PAUTA: 13/06/2017 JULGADO: 13/06/2017

Relator
Exmo. Sr. Ministro ROGERIO SCHIETTI CRUZ
Presidente da Sessão
Exmo. Sr. Ministro ROGERIO SCHIETTI CRUZ
Subprocurador-Geral da República
Exmo. Sr. Dr. JULIANO BAIOCCHI VILLA-VERDE DE CARVALHO
Secretário
Bel.
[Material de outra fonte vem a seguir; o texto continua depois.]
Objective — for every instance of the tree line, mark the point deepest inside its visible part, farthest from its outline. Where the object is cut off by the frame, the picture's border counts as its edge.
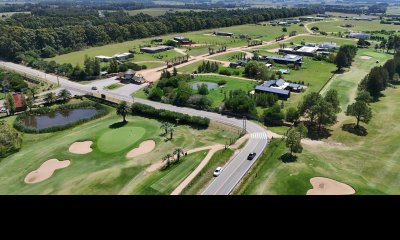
(25, 35)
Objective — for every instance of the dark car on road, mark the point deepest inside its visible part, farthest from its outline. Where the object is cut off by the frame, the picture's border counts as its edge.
(251, 156)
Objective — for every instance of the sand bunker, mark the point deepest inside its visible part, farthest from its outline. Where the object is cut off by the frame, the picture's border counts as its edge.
(46, 170)
(327, 186)
(144, 147)
(365, 57)
(81, 147)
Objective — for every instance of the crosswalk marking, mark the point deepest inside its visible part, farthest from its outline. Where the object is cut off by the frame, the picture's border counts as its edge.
(259, 135)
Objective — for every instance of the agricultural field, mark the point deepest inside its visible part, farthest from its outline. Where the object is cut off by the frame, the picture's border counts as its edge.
(393, 10)
(334, 26)
(105, 170)
(217, 95)
(155, 12)
(199, 37)
(342, 156)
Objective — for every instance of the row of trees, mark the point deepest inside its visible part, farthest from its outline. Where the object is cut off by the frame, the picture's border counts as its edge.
(46, 35)
(380, 77)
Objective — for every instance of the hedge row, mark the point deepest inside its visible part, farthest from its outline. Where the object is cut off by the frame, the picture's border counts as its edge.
(19, 124)
(166, 115)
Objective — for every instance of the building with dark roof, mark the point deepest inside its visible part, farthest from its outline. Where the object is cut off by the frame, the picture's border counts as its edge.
(287, 59)
(156, 49)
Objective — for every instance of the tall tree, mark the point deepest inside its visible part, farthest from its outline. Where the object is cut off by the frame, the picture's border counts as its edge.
(123, 110)
(361, 111)
(293, 142)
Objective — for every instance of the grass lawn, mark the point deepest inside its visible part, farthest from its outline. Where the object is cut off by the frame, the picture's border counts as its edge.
(393, 10)
(166, 180)
(334, 26)
(113, 86)
(202, 179)
(155, 12)
(346, 83)
(314, 74)
(218, 95)
(105, 170)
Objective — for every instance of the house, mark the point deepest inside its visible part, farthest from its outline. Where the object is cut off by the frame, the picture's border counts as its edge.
(279, 87)
(19, 102)
(287, 59)
(226, 34)
(182, 40)
(156, 49)
(122, 56)
(129, 75)
(358, 35)
(103, 58)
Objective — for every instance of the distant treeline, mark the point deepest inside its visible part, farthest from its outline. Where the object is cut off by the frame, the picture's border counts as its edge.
(23, 36)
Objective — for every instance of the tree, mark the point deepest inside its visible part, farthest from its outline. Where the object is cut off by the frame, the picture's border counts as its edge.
(123, 110)
(302, 130)
(10, 105)
(364, 96)
(203, 89)
(64, 95)
(10, 140)
(50, 98)
(293, 142)
(171, 131)
(361, 111)
(341, 60)
(168, 159)
(292, 115)
(178, 152)
(30, 102)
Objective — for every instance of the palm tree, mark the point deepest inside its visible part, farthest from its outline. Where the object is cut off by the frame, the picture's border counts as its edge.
(123, 110)
(178, 152)
(65, 95)
(171, 131)
(165, 126)
(50, 98)
(168, 159)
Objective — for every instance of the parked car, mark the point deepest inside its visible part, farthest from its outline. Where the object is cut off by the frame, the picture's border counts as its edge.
(217, 171)
(251, 156)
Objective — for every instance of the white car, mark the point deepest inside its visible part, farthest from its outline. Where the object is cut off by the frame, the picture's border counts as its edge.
(217, 171)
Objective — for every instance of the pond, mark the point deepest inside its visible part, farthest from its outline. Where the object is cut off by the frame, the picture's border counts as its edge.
(59, 118)
(210, 85)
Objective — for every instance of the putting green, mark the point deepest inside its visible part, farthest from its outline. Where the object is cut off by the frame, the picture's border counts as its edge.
(116, 140)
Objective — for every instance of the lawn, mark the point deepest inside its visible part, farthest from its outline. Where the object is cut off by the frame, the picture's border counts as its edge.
(393, 10)
(105, 170)
(113, 86)
(155, 12)
(218, 95)
(166, 180)
(220, 158)
(314, 74)
(369, 164)
(334, 26)
(346, 84)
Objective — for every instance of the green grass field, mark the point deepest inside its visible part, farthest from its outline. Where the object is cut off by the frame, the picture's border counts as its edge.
(218, 95)
(334, 26)
(393, 10)
(113, 86)
(155, 12)
(165, 181)
(220, 158)
(105, 170)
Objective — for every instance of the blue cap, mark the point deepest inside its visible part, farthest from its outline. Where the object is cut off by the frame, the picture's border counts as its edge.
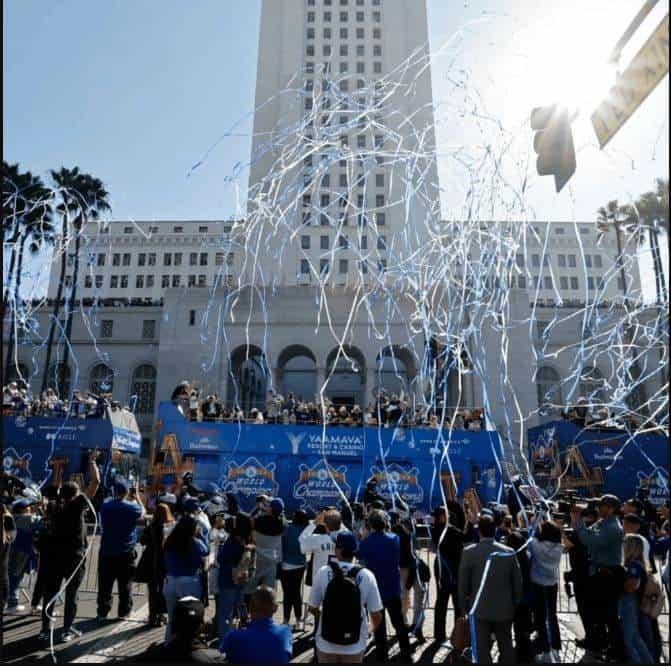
(190, 505)
(120, 485)
(277, 506)
(347, 542)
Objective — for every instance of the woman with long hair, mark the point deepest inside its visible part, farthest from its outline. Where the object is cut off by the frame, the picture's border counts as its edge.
(153, 539)
(546, 550)
(629, 605)
(184, 553)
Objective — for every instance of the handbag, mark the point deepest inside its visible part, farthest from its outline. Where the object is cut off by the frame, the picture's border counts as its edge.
(144, 569)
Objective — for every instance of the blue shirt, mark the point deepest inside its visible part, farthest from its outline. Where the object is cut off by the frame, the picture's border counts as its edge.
(189, 565)
(381, 553)
(119, 521)
(263, 642)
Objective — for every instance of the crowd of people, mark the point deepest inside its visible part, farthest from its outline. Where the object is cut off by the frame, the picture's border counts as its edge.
(350, 567)
(18, 400)
(390, 410)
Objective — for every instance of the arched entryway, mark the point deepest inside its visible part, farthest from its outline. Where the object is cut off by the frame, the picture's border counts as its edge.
(247, 378)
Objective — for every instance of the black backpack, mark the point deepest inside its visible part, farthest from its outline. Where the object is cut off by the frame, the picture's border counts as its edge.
(341, 613)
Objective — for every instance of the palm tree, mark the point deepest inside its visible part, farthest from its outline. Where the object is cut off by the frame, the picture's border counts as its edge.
(83, 198)
(34, 225)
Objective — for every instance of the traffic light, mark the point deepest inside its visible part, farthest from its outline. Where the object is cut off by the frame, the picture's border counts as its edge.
(554, 143)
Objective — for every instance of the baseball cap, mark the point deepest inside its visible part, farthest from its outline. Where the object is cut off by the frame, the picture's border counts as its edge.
(190, 505)
(611, 500)
(277, 506)
(347, 542)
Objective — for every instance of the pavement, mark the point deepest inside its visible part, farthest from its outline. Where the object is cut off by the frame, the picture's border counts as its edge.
(117, 640)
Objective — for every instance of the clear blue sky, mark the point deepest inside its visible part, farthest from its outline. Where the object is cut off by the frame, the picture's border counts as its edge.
(135, 91)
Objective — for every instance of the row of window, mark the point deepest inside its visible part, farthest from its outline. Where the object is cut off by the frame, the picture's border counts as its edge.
(343, 266)
(359, 17)
(343, 242)
(563, 260)
(169, 259)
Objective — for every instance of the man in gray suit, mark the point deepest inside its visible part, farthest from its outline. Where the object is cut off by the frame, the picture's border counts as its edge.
(490, 588)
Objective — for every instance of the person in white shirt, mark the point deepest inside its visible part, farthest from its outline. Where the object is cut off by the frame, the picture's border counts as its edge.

ELISEU AUGUSTO NUNES DE SANTANA
AUTUAÇÃO
RECORRENTE : MINISTÉRIO PÚBLICO DO ESTADO DO RIO DE JANEIRO
RECORRIDO : RYANN DOS SANTOS ALMEIDA
ADVOGADO : LUCIANA LOBO AMARAL E OUTRO(S) - RJ058742
ASSUNTO: DIREITO PENAL

CERTIDÃO
Certifico que a egrégia SEXTA TURMA, ao apreciar o processo em epígrafe na sessão
realizada nesta data, proferiu a seguinte decisão:
A Sexta Turma, por unanimidade, deu provimento ao recurso especial, nos termos do voto
do Sr. Ministro Relator.
Os Srs. Ministros Nefi Cordeiro, Antonio Saldanha Palheiro, Maria Thereza de Assis
Moura e Sebastião Reis Júnior votaram com o Sr. Ministro Relator.